Whilst some bands try to conform to current trends and some bands try to recreate a tried and tested formula, there are some bands that plough their own furrow, operating outside of convention, willing to push the boundaries and challenge an audience. One such band that fall into this non-conformist category are Total Victory.
In existence since 2007 and having released two self-funded albums, Total Victory have operated below the radar, with a sound far removed from the latest NME pet project. Mainstream acclaim may so far have eluded the Greater Manchester 5 piece but for anybody that has had the pleasure of catching them live the experience will live long in the memory. This brings us to the bands recent exploits in France and the inspiration behind the recently released Tour EP. (You can read all about the said tour here)
The EP features three new tracks and two live recordings, up first is new track Arnhem, named after an unassuming Dutch city made famous by a World War II battle for a key bridge that ultimately ended in defeat for the allies. The incessant beat of the track pounds out a rhythm for the repetitive vocals and eerie guitars to overlay and build, interspersed by blasts of white noise to create a dark atmosphere that gathers momentum, vocals turning into a mantra, the pace getting more frenzied, guitars howling to reach a crescendo before spitting you out of the other side, dazed and confused. The classic Total Victory formula!
The second new track is House Of Lords an altogether different affair with a dark, brooding bass line that menacingly grinds away creating a grungy funeral march atmosphere, the melancholic deep baritone vocals adding to the heavy appraisive soundscape. Not for the faint-hearted! Up next is a live recording of Fiat Lux, the opening track from the bands first album The Pyramid of Privilege a firm favourite that encapsulates just what Total Victory are about, uplifting moments of melody contrasting with white noise, rage, emotion and pure energy.
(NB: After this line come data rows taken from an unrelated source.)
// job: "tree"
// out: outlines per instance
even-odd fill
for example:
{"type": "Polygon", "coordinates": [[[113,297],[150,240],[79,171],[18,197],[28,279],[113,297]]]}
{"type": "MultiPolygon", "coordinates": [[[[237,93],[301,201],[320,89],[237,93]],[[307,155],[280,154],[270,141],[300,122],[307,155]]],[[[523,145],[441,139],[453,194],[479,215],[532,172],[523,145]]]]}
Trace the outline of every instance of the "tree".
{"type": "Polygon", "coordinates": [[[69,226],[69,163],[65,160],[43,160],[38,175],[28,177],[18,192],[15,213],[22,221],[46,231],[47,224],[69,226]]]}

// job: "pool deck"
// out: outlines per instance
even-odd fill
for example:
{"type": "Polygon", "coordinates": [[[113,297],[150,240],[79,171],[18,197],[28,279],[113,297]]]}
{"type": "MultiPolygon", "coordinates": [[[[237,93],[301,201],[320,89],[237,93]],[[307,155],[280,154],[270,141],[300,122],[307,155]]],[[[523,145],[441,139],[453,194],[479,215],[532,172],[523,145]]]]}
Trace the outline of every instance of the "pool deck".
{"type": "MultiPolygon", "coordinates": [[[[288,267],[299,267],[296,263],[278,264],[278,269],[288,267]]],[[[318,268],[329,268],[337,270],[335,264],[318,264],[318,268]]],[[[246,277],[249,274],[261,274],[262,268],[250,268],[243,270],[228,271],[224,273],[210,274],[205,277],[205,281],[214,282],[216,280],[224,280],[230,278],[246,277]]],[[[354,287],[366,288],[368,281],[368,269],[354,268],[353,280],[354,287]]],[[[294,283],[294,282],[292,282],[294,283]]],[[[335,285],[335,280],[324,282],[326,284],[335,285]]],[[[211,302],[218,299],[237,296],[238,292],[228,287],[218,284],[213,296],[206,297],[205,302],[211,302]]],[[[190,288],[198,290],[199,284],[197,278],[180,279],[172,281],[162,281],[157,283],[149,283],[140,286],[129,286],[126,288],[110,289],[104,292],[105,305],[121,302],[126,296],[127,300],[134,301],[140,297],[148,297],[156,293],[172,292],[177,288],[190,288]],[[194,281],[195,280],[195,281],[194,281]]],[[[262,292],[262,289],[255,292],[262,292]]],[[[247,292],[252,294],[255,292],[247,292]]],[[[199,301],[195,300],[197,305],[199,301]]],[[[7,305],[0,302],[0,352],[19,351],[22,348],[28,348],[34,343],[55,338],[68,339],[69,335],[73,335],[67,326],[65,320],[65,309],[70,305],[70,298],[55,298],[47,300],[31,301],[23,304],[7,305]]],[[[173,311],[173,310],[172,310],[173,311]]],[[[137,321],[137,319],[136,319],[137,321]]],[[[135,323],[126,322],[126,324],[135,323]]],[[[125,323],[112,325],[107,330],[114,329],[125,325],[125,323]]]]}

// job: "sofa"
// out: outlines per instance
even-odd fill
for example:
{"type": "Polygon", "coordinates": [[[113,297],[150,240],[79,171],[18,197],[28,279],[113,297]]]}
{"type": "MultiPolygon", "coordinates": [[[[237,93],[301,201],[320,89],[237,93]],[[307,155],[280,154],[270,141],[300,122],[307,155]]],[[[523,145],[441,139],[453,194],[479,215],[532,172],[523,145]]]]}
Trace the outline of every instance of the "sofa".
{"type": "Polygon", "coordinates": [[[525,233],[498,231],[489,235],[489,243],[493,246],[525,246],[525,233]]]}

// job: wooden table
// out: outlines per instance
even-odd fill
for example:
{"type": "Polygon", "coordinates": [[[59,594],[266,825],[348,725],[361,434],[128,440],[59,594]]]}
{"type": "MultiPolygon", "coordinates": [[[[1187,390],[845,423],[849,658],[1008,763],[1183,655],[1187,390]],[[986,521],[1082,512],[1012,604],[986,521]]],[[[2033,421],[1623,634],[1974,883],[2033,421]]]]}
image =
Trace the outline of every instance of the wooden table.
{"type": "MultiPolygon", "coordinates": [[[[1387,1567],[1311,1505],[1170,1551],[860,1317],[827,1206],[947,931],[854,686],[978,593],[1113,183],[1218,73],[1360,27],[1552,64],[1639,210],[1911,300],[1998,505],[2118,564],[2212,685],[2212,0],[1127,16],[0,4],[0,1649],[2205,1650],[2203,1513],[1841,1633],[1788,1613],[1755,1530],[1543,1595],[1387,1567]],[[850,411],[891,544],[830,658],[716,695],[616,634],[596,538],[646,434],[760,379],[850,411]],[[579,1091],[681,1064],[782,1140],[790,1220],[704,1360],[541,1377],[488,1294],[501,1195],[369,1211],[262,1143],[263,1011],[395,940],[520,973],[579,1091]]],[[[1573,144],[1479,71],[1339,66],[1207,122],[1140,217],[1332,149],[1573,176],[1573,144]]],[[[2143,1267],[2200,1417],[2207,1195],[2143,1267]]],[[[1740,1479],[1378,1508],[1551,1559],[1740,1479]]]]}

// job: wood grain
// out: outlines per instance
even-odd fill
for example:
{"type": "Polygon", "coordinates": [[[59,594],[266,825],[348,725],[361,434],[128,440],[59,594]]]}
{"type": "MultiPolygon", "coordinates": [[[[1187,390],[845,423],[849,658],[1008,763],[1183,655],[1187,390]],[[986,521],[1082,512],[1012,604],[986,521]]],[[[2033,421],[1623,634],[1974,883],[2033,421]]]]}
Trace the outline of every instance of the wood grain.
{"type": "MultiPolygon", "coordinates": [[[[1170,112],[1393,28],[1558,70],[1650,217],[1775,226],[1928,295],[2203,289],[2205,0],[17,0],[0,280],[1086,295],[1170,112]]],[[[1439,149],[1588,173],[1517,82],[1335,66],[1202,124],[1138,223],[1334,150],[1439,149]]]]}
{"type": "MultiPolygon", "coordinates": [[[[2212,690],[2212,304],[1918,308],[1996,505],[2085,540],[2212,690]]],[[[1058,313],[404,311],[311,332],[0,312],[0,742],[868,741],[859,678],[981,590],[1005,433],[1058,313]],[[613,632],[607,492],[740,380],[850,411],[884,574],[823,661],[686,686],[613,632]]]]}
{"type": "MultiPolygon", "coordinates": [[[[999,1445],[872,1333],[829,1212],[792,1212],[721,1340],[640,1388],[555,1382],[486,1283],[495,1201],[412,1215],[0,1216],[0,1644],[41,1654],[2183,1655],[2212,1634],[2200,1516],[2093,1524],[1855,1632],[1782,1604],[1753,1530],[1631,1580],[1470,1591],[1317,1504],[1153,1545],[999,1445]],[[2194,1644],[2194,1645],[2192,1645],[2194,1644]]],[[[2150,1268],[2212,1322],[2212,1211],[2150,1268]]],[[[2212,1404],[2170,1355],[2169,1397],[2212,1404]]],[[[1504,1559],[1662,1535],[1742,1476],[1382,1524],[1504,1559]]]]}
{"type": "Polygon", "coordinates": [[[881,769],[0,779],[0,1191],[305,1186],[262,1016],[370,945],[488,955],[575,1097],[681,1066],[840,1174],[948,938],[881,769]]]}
The third new track is Golden Calf and is the most accessible track on the EP, with a classic alt-rock guitar sound that has a great change-up into the chorus. Total Victory writing a catchy up-beat little number – surely not?? The final track is another live recording and traditional set closer of a Total Victory gig, King of Discipline from the second album National Service. The feedback and effects laden guitars cut a sharp backdrop against a beat that rises and falls incomprehensibly, vocals delivered by a singer completely taken by the music, the whole thing on the verge of a brilliant chaos before breaking into a marching band beat and a chant of “It’s war, disarm me and put me in the army” building again with guitars ringing out unremittingly, the pace frantic, the chant continuing over and over before dropping back to the rhythm and finally just the chant.
The Tour EP may be the last we hear of Total Victory for a while, as band members get on with matters in the real world. It would be a real shame if we didn’t see more of Total Victory as it is bands like them, refusing to conform and prepared to take risks that push music forward, whether it wants to or not!